Macàcche

Macàcche s.m. = Macchinista-meccanico

Può essere una storpiature, o una deformazione di ‘macchinista-meccanico’, per canzonare i Montanari che usano termini come macanìste e macàneche.

Può significare anche: qlcu non molto grazioso, goffo e simile ad un Macaco (Macacus rhesus), scimmia nota perché su di essa furono condotti gli esperimenti per determinare il fattore RH del sangue umano.

Maccàgne

Maccagne s.f. = Bonaccia

Totale assenza di vento. In italiano si dice bonaccia morta, così in dialetto è maccàgna morte e in tempi più recenti anche bunazza mòrte.

Gergo marinaresco. La bonaccia, nei tempi in cui la marineria si muoveva solo con trazione remo-velica, era temuta come la tempesta. La prima perché non consentiva l’uscita per la battuta di pesca, né tantomeno il rientro a terra. La seconda poerché metteva a repentaglio la vita stessa dell’equipaggio.

Derivazione probabile dalla fusione di manganze(mancanza, assenza) e da majagne (magagna, carenza). Non ci giurerei su questa mia intuizione, come sempre. Ci sono fiori di linguisti che ne sanno molto più di me.
A voi la parola!

Maccaröne

Maccaröne s.m. Pasta alimentare; Sempliciotto; Ghiozzo (paganello, o nero).

1) Varietà di pasta alimentare tagliata a forma di cannello piuttosto lungo, vuoto (ziti) e anche fatta in casa usando un ferretto a sezione quadrata (vedi Mèzze-fainèlle)

2) Sciocco, credulone, babbeo, tontolone, sempliciotto.

3) Pesce di scoglio dalla pelle scura, piuttosto comune in Adriatico (Ghiozzo niger o Ghiozzo paganellus). Facile da catturare. Una frittura di maccarüne è molto invitante.

Nel Barese lo chiamano Gobbione o Babbione, in Romagna Paganello, nel Napoletano Mazzone.

Tutti sinonimi di fessacchiotto.

Maccatüre

Maccatüre (o muccatüre) s.m. = Fazzoletto

Termine che deriva dall’arabo maqdar.

Si tratta specificamente del fazzoletto da naso, per distinguerlo da quello usato per coprire la testa che si chiama propriamente ‘u facciulètte.

Le mamme per far pulire il naso ai loro marmocchi li incitavano: Vüte ca tjine ‘u mócche appüse? Sciósce mamme, sciósce jìnde’u maccatüre! = Vedi che hai il muco che cola, soffia, bello di mamma, soffia dentro il fazzoletto!

Macenatüre

Macenatüre s.f. = Molitura

Insieme delle operazioni della macinazione, specialmente riferito alla molitura del frumento.
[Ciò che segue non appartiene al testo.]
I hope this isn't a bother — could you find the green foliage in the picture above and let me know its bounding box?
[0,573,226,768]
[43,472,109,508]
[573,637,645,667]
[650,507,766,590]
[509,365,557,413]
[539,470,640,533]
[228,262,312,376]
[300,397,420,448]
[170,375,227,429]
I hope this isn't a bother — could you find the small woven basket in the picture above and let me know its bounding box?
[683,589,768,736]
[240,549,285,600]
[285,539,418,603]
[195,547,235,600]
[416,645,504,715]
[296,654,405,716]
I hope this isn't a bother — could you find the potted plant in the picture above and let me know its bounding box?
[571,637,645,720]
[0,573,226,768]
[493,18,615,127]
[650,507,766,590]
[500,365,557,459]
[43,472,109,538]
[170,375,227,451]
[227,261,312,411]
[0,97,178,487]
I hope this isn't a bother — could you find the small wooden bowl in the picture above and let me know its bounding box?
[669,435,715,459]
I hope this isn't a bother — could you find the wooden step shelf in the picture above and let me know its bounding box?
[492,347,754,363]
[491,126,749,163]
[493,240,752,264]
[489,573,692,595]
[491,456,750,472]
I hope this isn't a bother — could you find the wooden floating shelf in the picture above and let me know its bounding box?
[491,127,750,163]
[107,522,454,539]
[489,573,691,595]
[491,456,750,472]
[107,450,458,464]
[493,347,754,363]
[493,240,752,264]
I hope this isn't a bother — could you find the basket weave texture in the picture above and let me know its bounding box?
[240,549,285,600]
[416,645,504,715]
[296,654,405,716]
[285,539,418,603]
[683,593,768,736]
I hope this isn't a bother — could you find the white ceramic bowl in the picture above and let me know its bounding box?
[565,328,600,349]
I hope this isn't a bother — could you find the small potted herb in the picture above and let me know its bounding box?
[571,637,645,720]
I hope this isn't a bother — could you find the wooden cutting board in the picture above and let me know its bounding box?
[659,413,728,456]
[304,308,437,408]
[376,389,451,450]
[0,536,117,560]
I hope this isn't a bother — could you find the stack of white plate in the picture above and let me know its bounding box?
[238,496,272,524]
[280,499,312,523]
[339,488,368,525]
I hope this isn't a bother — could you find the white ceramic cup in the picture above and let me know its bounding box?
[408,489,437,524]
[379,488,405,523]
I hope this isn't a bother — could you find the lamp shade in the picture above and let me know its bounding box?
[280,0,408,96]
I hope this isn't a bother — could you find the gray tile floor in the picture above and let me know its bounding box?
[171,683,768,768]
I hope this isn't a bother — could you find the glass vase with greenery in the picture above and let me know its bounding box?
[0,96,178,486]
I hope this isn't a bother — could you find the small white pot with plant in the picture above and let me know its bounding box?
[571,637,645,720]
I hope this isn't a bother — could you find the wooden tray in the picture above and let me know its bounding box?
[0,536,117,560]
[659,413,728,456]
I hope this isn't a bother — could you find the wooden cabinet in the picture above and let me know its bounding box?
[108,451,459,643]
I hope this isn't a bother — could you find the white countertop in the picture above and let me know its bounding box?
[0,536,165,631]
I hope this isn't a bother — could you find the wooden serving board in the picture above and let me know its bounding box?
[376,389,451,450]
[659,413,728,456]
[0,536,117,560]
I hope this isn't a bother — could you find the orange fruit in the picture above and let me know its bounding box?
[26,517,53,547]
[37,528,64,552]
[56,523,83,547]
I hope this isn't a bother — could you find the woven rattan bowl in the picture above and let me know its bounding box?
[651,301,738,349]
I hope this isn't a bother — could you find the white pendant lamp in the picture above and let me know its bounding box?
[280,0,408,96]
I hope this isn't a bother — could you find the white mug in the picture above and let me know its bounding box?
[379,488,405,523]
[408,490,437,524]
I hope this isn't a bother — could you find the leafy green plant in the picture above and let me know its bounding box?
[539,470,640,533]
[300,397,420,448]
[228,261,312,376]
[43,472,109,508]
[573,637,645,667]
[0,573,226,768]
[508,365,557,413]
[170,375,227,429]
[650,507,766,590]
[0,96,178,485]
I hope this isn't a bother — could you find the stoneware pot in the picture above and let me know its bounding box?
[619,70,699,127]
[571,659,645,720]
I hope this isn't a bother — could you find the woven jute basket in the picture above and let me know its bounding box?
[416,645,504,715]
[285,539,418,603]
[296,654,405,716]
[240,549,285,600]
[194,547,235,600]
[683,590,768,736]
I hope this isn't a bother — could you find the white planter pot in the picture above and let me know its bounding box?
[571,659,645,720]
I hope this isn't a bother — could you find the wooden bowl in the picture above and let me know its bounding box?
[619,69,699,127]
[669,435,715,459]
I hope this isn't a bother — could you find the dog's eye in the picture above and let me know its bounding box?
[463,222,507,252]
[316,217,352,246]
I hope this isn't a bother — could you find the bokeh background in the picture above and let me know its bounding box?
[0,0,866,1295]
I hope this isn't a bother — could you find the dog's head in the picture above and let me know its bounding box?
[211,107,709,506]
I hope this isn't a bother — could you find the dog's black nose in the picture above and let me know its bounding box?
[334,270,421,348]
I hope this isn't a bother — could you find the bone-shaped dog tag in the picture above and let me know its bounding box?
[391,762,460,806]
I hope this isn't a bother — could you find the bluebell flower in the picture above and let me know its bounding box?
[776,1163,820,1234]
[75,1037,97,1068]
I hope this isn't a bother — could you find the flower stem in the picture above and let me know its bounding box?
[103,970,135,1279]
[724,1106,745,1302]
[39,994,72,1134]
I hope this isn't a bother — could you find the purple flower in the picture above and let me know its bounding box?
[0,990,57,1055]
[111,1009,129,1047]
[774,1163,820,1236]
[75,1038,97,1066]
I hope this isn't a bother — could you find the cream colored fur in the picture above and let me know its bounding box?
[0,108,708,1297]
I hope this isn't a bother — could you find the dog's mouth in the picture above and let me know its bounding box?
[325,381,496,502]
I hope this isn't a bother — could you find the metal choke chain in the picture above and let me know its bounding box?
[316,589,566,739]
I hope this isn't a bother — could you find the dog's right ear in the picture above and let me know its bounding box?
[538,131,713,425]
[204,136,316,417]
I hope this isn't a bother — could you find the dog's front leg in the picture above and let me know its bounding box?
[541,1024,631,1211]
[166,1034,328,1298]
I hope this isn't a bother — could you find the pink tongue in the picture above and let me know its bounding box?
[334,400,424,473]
Fa venire a mente la famigerata tassa sul macinato, imposta sulla macinazione del grano e dei cereali in genere, ideata, tra gli altri, da Quintino Sella nel 1868, al fine di contribuire al risanamento delle finanze pubbliche.

Essa causò moti di piazza sfociati anche nel sangue. Fu finalmente abolita nel 1880.

Maciöre

Maciöre s.f. = Muretto a secco

Tipo di muretto costruito con sassi sovrapposti, ben assestati e incastrati, senza uso di malta.

Normalmente segnano i confini tra i vari campi o oliveti o terreni appartenenti a proprietari diversi.

Tipici del sud Italia. Resistono per secoli, nonostanti i terremoti.
Regno incontrastato di lucertole e chiocciole.

L’assonanza con il termine italiano macerie non tragga in inganno.